When they left it was nearly five, and I cleared up and washed the crockery and cutlery. Each piece of china had its place in the small kitchen, and only when everything was put away did I actually relax. I probably needed to get out of the house for the evening. Make my way over to Northampton maybe, meet up with Tim or Jack, friends from uni, or even Anna from the village, who had been my partner in crime when we were young kids with the freedom of every day after school to be filled with fun.
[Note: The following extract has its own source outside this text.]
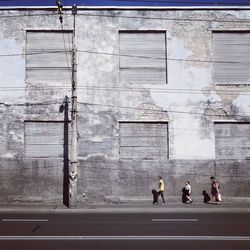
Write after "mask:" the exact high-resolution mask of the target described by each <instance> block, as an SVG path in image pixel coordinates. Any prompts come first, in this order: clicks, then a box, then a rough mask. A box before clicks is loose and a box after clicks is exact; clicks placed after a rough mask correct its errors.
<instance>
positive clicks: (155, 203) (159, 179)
mask: <svg viewBox="0 0 250 250" xmlns="http://www.w3.org/2000/svg"><path fill="white" fill-rule="evenodd" d="M159 195H160V196H161V198H162V205H165V199H164V181H163V179H162V177H161V176H158V197H159ZM158 197H157V198H158ZM154 204H155V205H157V204H158V199H157V202H155V203H154Z"/></svg>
I tipped away the water remaining in the kettle and placed it back on the stove. Somehow I misjudged it and the edge of it clanked on the iron of the hob, the vibration of the clash traveling up my arm.

“Fuck it,” I snapped, because that is what a person did when inanimate objects screwed around with them. No one asked what was wrong, no one would. “Sad fucking bastard, talking to yourself,” I muttered.

Then with conviction that this evening would improve with beer and friends, I climbed up to my large open bedroom with its views over acres of green fields. I was going out, and I was going to celebrate Maggie’s life my way: by getting completely pissed and talking crap with anyone who would listen.

By the time I’d showered, had exchanged numerous texts with Jack about which pub was better, and had decided what to wear, it was nearly seven. Wallet and keys found, I locked up the station house and crossed to my car, noting that some bastard of a bird had seen fit to christen the polished silver doors.